One commenter wrote: “No I would not, it is totally exploitation. They can charge for use of amenities, heritage but not for entrance.”

But with most articles and discussions aimed at visitors, they don't necessarily reflect the thoughts of Venice’s residents.

For Eleanora Smith, the toll couldn’t come soon enough. She’s one of the 49,000 people who live in the historic centre of Venice - a number far smaller than the city’s tourist intake.

At peak times, some 100,000 tourists spend the night in the city, with tens of thousands more visiting just for the day.

Eleanora, who has lived on and off in Venice for the past 13 years, says getting day trippers to pay isn’t necessarily a bad thing; it can also be a boost for Venice’s economy.

READ ALSO: Venice promises 'very soft' measures to cut down tourist crowds

“I’m all for this test run,” she tells The Local. “Nothing is set in stone yet, and it’s only for 29 days of the year, so I’m failing to understand what the uproar is about.”

“I’m tired of people coming in, sitting in the streets and eating a cheap slice of pizza.

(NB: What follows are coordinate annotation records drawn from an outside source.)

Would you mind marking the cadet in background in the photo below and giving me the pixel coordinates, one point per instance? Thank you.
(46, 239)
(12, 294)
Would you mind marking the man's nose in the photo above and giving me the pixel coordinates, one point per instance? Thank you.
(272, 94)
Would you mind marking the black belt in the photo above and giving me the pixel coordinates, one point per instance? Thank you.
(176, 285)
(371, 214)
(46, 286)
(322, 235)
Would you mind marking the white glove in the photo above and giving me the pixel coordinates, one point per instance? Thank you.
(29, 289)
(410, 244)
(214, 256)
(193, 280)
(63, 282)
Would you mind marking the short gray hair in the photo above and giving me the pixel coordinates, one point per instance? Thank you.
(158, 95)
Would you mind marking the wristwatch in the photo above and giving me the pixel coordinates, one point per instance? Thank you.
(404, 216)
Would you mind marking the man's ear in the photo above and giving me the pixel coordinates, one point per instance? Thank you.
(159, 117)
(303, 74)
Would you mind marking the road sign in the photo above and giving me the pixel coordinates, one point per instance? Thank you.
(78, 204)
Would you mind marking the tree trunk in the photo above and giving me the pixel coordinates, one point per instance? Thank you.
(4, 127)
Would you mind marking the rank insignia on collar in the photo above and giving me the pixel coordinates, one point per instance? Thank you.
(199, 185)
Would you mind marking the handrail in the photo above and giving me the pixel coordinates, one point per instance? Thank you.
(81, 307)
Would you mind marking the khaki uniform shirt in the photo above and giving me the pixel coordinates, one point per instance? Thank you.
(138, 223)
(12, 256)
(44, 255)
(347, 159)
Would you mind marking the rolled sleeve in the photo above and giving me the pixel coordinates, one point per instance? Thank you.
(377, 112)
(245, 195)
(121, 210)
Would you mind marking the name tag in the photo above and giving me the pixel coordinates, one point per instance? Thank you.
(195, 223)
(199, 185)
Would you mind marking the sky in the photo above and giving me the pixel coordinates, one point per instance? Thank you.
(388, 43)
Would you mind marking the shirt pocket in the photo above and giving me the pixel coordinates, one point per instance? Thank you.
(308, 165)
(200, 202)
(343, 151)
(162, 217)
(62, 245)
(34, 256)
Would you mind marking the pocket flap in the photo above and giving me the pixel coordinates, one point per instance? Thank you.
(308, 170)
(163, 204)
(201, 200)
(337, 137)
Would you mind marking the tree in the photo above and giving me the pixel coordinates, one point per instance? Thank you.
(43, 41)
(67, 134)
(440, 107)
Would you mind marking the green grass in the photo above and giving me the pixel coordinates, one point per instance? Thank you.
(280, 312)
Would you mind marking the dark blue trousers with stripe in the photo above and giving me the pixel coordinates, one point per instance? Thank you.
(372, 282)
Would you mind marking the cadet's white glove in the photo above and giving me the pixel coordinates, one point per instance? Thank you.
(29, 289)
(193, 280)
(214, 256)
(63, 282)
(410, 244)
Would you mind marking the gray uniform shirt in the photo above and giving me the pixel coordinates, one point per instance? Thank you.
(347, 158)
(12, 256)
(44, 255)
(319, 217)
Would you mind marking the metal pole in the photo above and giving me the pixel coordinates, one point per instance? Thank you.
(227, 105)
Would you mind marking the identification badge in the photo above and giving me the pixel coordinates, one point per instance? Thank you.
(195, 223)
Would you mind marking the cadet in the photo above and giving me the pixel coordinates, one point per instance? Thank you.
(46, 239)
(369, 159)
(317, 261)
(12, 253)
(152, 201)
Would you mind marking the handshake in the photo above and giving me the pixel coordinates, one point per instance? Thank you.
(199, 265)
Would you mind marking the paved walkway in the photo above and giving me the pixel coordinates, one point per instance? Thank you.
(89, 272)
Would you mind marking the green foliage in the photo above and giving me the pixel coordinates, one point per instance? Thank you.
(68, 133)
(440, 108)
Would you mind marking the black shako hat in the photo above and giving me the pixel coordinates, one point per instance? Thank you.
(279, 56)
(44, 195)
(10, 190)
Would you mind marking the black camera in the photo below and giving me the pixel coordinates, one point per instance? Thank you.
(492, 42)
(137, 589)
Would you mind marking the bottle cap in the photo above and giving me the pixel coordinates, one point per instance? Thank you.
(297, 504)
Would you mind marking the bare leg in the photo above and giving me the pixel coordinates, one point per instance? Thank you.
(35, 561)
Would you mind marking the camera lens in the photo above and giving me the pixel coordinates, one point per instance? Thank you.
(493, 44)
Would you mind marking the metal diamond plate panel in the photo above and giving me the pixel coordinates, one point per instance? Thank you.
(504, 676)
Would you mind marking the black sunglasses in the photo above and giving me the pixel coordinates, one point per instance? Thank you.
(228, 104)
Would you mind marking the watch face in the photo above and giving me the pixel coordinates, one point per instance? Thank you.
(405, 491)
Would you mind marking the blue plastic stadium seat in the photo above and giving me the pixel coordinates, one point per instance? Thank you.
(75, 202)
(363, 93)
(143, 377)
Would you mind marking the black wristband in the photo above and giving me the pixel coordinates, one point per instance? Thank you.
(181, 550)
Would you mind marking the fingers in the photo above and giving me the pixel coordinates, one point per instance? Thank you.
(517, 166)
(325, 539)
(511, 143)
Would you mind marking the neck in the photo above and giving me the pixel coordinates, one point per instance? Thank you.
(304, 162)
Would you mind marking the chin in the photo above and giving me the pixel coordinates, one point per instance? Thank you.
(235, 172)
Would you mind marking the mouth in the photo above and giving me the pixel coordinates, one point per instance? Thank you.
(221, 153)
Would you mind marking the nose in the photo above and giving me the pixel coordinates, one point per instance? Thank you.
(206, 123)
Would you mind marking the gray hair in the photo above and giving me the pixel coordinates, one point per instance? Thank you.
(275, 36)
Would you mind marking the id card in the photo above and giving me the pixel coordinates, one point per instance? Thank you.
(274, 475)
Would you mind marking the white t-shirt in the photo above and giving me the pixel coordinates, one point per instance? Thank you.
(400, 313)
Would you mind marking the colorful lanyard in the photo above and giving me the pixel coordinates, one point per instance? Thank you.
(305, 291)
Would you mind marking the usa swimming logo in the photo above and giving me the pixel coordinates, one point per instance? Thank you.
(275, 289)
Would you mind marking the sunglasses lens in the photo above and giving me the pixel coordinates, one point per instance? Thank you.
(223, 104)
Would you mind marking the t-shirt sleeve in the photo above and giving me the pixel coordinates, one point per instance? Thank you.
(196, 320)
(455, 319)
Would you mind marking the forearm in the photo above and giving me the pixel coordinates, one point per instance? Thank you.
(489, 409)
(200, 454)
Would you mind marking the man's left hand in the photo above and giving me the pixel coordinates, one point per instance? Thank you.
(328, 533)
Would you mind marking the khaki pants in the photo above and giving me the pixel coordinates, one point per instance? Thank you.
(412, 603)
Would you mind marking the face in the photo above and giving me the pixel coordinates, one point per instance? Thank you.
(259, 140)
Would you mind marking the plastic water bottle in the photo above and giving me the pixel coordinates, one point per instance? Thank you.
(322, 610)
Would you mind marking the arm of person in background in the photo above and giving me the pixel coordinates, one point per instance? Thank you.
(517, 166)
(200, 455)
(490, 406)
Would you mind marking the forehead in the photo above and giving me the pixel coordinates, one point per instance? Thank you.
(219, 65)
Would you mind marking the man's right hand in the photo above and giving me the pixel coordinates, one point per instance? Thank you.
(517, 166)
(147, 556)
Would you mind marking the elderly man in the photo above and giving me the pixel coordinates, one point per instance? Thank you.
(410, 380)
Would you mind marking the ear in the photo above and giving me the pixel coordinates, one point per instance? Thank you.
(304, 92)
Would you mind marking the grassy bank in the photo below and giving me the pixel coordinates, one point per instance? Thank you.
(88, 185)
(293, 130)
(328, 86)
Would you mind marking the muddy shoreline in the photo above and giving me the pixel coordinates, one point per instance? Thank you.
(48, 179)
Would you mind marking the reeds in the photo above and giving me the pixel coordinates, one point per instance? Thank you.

They clog up our walkways, whilst bringing nothing to the city at all.”


She tells the story of a time when she missed three water buses to get to work because there were lines of tourists.

“My only criticism is I don’t think this is enough,” she continues. “It’s going to be a cat-and-mouse game of police officers doing random checks as opposed to checks being done when the tourists enter.”

READ MORE: Explained: How to use Venice’s new ‘tourist tax’ website.

Jill Goodman, a Venice resident originally from New York City, says: “This is long overdue. Venice is a world heritage site and the fee should be higher. 

“Day trippers add nothing to the economy and they leave their garbage everywhere and swim in the canals.”

Several residents said the fee should be higher and should be in place all year round.


Venetian Gioia Tiozzo, on the other hand, says no fee would be discouraging enough.

I'm 100-percent Venetian from a Venetian family. I have spent all my life in Venice and I live the problem of over-tourism every single day,” she writes.

She stresses that, whilst she is not a supporter of Venice’s mayor, Luigi Brugnaro, she does think he is trying to find a solution.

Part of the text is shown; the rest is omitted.